Si le juge ordonne la prolongation de la rétention, celle-ci court pour une période de vingt-six jours à compter de l’expiration du délai de quatre jours mentionné à l’article L741-1.
En l’espèce, l’intéressé a déclaré être entré irrégulièrement en France et n’est pas détenteur de documents valides pour séjourner sur le territoire national.
Il n’a pas de ressources licites ni de domicile fixe en France. Sa famille demeure en Algérie, à l’exception d’un oncle maternel qu’il déclare demeurer en Espagne.
Il ne dispose d’aucune garantie de représentation.

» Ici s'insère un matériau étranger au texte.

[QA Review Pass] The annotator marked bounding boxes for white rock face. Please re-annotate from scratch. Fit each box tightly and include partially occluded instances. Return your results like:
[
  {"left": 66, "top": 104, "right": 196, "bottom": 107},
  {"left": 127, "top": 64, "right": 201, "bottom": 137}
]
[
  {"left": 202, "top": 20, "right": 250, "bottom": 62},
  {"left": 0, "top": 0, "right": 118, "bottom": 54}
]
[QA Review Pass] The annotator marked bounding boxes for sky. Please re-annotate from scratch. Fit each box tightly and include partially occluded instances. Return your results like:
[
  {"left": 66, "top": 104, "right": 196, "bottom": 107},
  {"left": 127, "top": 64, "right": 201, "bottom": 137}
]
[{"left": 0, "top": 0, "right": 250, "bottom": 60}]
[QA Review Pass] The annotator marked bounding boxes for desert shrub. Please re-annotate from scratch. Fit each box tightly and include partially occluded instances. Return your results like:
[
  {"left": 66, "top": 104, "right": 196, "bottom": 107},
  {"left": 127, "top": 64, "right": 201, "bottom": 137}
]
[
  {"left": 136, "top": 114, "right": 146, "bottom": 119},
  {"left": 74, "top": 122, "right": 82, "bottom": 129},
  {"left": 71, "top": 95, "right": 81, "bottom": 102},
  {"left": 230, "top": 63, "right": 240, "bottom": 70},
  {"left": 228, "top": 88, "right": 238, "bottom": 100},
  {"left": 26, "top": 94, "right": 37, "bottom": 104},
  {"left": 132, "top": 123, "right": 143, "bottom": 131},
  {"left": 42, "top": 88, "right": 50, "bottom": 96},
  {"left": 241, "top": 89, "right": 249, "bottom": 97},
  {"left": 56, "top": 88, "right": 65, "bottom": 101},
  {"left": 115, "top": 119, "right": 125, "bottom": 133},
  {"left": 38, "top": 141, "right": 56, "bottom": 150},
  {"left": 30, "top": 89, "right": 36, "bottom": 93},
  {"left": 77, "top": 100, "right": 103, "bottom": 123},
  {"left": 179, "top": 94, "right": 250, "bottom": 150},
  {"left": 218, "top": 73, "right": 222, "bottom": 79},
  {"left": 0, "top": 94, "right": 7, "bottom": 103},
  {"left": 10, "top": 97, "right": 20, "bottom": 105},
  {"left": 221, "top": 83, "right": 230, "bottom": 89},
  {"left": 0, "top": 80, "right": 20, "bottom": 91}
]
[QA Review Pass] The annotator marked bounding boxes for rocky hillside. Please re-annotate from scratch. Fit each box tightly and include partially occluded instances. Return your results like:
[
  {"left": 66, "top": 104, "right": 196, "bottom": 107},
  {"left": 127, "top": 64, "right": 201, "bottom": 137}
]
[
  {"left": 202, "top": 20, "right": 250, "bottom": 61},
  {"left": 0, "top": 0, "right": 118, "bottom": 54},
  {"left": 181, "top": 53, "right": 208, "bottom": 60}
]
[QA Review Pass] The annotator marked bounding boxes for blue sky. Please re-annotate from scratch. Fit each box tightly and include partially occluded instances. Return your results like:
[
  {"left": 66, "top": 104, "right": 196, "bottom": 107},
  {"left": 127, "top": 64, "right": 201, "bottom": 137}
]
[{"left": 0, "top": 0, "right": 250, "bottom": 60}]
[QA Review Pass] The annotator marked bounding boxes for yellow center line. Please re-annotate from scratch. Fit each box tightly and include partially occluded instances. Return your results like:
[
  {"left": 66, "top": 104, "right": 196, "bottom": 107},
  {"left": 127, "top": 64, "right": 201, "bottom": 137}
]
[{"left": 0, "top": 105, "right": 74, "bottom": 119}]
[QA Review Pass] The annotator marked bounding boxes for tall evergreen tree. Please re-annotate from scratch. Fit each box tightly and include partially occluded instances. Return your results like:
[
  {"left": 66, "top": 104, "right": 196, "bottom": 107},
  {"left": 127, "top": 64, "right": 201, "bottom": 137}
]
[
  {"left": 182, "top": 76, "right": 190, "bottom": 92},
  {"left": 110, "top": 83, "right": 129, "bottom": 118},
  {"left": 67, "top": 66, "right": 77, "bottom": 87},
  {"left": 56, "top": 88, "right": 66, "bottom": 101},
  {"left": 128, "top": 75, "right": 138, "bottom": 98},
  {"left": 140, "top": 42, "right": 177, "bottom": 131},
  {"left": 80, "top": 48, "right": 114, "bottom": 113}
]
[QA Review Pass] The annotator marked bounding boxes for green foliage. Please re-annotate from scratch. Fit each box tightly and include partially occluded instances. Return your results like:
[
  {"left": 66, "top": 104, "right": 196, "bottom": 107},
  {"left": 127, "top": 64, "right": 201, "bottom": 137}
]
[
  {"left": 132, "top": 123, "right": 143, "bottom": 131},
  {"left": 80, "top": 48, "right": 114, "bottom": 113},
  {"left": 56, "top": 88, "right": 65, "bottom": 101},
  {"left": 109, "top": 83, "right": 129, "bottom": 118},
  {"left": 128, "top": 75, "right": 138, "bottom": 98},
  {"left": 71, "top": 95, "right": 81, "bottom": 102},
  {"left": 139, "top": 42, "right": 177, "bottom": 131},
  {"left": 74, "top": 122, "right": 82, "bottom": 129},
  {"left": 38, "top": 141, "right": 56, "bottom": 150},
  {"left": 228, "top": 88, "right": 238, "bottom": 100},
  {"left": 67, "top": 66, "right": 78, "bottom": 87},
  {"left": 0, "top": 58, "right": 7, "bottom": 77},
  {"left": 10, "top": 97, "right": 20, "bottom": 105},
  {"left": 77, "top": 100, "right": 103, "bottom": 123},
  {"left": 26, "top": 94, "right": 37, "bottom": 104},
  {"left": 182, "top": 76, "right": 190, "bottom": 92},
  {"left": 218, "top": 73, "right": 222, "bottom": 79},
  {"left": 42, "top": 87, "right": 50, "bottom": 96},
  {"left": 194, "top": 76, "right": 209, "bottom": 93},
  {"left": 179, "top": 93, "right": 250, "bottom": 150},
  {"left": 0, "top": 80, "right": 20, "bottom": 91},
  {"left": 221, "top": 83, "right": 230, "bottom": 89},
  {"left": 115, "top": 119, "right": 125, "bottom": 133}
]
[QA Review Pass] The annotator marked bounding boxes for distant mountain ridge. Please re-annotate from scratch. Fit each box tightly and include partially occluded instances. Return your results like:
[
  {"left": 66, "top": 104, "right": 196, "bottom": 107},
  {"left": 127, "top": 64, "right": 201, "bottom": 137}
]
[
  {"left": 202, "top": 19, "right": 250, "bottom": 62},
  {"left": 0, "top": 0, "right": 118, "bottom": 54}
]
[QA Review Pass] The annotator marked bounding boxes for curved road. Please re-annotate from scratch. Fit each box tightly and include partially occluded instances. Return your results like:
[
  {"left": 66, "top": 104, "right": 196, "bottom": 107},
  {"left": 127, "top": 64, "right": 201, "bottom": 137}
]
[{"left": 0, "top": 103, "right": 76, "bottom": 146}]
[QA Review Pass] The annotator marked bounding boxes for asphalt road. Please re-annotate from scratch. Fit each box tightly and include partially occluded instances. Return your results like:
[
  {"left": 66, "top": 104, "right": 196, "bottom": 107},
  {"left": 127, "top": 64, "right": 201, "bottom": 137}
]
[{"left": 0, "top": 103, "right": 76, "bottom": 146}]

Une demande d’identification et de laissez-passer consulaire a été formulée par la Préfecture de en date du auprès des autorités consulaires 29 janvier 2026.
En l’espèce, avant même le placement en rétention administrative et durant l’incarcération, l’administration justifie de la saisine des autorités consulaires en vue d’une demande d’identification et de l’obtention d’un laissez-passer.

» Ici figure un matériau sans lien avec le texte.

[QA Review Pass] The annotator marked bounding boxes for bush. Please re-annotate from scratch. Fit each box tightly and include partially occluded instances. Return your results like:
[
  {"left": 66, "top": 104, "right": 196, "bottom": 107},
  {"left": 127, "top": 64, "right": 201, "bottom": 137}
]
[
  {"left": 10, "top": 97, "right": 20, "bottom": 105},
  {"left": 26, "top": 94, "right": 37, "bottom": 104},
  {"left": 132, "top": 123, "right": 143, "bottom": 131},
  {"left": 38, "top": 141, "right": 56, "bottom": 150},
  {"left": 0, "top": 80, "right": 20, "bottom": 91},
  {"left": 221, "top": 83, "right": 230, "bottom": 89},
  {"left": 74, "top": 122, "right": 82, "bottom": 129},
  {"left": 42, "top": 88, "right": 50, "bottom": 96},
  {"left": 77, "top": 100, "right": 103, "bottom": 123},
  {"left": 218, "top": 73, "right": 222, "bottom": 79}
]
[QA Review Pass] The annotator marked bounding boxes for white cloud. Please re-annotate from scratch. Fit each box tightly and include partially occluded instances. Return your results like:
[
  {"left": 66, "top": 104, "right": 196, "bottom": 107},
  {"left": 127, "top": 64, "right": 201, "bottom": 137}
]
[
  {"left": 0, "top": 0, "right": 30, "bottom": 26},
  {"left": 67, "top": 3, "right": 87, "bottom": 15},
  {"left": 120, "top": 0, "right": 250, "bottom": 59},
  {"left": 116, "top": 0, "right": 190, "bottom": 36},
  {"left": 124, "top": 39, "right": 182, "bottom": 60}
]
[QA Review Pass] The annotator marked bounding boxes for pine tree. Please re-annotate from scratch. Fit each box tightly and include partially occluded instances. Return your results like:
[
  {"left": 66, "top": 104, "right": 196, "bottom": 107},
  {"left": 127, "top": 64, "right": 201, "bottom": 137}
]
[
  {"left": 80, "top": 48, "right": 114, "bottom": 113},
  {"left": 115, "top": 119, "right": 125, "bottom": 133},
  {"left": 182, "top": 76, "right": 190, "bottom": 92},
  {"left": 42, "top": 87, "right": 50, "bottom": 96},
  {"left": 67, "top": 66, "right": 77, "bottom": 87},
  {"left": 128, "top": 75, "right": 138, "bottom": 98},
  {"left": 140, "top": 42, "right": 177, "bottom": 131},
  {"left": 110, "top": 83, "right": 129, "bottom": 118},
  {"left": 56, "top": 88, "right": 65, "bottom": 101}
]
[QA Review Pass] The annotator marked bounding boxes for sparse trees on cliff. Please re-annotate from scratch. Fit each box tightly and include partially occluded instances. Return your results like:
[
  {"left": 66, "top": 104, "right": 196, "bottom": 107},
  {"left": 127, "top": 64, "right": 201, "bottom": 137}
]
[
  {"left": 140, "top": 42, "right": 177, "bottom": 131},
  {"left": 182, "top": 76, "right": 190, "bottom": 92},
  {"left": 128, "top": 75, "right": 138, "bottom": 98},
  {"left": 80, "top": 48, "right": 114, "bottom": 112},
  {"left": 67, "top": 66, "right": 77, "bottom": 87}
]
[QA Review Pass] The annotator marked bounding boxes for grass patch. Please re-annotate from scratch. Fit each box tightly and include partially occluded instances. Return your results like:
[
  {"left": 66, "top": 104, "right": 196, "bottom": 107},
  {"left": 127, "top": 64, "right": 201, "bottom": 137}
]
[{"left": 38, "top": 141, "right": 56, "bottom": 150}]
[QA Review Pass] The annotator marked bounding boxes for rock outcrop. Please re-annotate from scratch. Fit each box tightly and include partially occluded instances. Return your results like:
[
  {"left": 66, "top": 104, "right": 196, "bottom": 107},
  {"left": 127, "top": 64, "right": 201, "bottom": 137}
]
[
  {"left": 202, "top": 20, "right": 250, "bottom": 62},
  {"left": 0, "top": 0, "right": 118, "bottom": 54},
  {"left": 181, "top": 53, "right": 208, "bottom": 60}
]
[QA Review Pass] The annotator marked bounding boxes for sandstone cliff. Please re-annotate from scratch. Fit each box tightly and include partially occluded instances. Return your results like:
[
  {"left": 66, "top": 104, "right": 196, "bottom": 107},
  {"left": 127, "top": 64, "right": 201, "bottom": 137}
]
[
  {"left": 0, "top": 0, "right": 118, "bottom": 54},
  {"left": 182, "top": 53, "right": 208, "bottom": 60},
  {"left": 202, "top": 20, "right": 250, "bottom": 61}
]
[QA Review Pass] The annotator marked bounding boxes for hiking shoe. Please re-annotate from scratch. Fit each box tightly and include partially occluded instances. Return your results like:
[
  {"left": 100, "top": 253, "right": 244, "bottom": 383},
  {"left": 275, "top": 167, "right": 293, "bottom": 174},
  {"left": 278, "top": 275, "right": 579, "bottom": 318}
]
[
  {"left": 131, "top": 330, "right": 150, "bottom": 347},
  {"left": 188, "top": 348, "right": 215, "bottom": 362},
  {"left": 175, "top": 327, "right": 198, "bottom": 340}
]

Si les difficultés diplomatiques existent entre la France et l’Algérie, au stade actuel et très récent de la mesure de rétention administrative, il ne saurait être affirmé que l’éloignement de l’intéressé ne sera pas possible avant la fin de la durée légale maximale de la rétention administrative.

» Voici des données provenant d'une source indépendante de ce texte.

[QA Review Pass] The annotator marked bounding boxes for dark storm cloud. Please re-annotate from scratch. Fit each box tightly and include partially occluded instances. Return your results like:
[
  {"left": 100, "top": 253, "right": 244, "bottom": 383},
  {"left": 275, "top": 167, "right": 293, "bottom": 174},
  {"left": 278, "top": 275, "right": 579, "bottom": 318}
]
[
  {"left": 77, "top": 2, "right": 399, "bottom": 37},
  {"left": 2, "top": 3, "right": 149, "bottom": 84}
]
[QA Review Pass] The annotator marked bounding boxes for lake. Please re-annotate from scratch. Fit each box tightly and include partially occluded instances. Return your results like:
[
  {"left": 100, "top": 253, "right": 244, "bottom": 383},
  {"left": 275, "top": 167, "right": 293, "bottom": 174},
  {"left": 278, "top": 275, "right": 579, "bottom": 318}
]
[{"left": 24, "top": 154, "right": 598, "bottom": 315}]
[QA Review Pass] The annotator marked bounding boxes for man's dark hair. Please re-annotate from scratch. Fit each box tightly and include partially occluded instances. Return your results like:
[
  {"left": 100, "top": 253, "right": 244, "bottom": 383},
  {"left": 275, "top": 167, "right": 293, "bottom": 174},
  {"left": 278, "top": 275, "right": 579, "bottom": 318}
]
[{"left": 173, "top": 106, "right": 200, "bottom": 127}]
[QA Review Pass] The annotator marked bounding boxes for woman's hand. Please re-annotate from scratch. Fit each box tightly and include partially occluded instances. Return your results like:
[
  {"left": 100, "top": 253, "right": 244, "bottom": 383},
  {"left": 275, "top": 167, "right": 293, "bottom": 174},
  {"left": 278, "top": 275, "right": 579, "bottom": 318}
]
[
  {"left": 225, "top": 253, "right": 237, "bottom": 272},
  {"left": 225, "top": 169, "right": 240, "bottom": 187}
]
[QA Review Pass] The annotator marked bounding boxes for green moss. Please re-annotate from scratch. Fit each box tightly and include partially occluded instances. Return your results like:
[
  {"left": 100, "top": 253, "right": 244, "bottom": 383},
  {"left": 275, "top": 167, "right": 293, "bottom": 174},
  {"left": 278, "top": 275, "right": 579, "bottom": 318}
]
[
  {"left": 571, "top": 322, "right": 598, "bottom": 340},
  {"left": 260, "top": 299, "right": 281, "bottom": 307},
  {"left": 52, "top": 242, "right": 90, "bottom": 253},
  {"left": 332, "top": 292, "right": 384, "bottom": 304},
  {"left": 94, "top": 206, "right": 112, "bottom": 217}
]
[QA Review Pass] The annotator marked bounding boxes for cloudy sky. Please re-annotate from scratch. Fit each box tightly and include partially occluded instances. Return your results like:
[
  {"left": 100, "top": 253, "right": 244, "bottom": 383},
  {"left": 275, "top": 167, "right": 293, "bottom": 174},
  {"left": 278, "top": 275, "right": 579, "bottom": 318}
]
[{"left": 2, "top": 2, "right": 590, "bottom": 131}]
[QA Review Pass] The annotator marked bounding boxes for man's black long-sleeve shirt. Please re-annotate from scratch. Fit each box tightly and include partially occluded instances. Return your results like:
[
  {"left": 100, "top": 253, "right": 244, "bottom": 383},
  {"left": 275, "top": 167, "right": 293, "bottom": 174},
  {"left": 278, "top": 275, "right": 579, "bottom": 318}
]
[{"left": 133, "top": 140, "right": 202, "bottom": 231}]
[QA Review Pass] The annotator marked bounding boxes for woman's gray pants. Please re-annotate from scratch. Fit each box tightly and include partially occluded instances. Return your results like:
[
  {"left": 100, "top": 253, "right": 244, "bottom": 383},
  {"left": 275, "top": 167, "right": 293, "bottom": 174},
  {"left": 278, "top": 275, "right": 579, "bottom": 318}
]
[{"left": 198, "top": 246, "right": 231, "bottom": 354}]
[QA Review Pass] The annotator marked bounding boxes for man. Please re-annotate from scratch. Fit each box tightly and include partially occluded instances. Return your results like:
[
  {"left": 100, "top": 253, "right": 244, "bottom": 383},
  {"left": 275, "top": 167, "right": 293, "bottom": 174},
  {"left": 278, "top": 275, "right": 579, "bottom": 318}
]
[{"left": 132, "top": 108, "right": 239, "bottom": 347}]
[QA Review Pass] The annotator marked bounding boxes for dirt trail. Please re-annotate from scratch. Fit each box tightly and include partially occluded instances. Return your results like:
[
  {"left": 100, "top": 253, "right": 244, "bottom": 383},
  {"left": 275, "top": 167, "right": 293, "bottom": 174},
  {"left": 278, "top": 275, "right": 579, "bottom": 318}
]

En conséquence, la prolongation de la mesure de rétention apparaît justifiée.
PAR CES MOTIFS :
Statuant publiquement en premier ressort, par décision assortie de l’exécution provisoire,
PRONONÇONS la jonction de la requête en contestation du placement en rétention et de la requête en prolongation de la rétention administrative ;
DÉCLARONS RECEVABLE la requête en prolongation de la rétention ;
DÉCLARONS régulier l’arrêté portant placement en rétention administrative ;
ORDONNONS LA PROLONGATION DE LA RÉTENTION de M. X se disant [S] [M] alias [V] pour une durée de vingt-six jours.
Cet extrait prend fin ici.